Annual meeting of the society for molecular biology and evolution (SMBE) in Lyon, France, 4-8th of July 2010.
04 Jul 2010 Exploring the diversification of TE families via de novo approaches in whole-genome sequencesTimothée Flutre, Elodie Duprat, Catherine Feuillet, Hadi Quesneville
Transposable elements (TEs) are repeated genomic sequences almost ubiquitous among prokaryote and eukaryote genomes that have a large impact on genome evolution. They are recognized as key players in genome structure dynamics, and can also be viewed as “controlling” elements involved in epigenetics mechanisms and the tinkering of gene regulatory networks. As the number of genome sequences is steadily increasing, automatic de novo approaches are needed to accurately annotate TEs and overcome the challenge of detecting nested and fragmented TEs in large and repetitive genomes. To reach this aim, we compared several programs and implemented a combined approach, the TEdenovo pipeline, which was integrated into the REPET package. The comparative analysis was performed on the Drosophila melanogaster release 4 and the Arabidopsisthaliana release 9 genomes for which high-quality TE reference sequences and annotations are available.

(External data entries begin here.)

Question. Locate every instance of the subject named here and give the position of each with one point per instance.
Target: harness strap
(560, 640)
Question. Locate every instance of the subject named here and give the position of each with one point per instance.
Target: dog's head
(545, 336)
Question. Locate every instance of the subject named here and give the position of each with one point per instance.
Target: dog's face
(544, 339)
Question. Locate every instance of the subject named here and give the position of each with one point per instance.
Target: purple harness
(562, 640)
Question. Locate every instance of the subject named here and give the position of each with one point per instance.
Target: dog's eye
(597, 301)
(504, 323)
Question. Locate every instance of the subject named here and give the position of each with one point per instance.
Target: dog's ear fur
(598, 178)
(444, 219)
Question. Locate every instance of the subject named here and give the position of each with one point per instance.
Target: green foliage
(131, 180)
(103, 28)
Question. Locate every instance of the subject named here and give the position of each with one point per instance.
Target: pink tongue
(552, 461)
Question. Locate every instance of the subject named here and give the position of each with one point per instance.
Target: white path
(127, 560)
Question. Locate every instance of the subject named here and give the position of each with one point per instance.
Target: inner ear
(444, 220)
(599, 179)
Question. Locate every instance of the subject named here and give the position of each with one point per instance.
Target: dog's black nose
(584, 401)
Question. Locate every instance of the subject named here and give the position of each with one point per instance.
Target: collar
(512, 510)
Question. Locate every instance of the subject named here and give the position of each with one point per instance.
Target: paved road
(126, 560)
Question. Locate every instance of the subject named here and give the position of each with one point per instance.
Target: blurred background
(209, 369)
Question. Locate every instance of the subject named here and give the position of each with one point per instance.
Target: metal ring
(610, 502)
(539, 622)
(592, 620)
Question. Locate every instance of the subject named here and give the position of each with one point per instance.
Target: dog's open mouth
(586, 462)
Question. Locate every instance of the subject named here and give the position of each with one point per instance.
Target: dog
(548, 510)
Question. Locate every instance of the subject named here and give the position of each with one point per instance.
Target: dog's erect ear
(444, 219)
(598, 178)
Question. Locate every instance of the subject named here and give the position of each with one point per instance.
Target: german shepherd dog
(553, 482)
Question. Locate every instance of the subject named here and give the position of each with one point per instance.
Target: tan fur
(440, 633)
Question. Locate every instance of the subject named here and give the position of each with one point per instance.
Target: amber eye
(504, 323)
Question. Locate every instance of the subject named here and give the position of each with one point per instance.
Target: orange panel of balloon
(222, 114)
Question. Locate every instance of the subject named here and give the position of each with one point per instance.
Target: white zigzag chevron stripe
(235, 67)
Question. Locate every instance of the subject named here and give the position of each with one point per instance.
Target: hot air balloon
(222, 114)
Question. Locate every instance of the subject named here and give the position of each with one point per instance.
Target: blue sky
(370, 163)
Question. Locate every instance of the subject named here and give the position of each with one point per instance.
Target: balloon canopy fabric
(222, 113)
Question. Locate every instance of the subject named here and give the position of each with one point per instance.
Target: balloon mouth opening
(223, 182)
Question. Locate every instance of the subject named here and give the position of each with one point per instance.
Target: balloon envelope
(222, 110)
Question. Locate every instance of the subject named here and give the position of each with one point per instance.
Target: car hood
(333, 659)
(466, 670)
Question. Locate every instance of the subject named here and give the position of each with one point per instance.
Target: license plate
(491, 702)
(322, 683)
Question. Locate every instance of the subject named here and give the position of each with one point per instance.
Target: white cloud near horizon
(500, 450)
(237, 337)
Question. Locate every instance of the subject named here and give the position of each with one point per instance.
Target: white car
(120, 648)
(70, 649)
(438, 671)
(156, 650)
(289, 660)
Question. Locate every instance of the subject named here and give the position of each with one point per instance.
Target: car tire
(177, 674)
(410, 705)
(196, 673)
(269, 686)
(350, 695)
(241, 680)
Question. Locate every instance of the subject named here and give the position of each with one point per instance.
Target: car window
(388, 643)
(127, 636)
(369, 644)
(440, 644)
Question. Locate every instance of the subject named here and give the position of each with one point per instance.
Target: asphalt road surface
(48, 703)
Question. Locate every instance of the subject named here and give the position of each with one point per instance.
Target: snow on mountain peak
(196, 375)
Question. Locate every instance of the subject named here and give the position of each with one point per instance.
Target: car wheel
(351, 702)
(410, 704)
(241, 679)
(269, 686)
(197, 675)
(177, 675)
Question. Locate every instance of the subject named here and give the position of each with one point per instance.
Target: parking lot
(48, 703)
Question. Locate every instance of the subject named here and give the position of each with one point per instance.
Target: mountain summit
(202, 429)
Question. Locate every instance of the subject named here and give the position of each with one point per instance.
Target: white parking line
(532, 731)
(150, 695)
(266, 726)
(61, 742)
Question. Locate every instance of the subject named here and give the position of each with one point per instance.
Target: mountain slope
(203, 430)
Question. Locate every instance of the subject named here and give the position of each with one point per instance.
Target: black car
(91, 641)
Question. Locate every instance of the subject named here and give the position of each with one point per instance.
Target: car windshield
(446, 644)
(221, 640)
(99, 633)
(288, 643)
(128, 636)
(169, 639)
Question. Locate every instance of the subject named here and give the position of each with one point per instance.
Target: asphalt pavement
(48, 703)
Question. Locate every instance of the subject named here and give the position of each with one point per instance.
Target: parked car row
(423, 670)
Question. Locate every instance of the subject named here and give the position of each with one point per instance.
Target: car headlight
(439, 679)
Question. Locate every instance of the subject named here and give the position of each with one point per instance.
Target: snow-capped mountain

Since we are interested in TE dynamics within their genomic ecosystem, the goal of our approach is to recover, for each TE family, the complete ancestral sequence that transposed, rather than truncated or artifactual versions of it. The TEdenovo pipeline proceeds in 3 steps: (1) it searches for repeats via a self-alignment of the input genomic sequences, (2) it clusters the resulting high-scoring segment pairs, and (3) it builds consensus from the multiple sequence alignments. At the crucial step of repeats clustering, we show that only a combination of specific algorithms dedicated to the clustering of interspersed repeats can detect most of the TE families with a good recovery of the reference sequences. On D. melanogaster, the de novo library reached 93% sensitivity and 81% specificity when compared to its reference data-bank, whereas the values were of 74% sensitivity and 72% specificity on A. thaliana.
As the TEdenovo pipeline combines several clustering algorithms, we implemented a TE classifier to detect TE features on de novo consensus sequences, and to remove redundant consensus based on their classification. This procedure filters out false-positives and gives useful information to support manual curation. Once the de novo library was produced, we used it to mine the genome via the TEannot pipeline, also part of the REPET package. This tool combines several programs to detect TE fragments and connect them when they belonged to the same TE copy, hence resolving complex insertion patterns. The final annotation achieved with the de novo consensus reached 91% sensitivity and 97% specificity on D. melanogaster, and 87% and 92% on A. thaliana.
This analysis enabled us to thoroughly assess the results of de novo approaches as well as highlight the structural diversification within TE families, a process reflecting the tempo and mode of TEs evolution.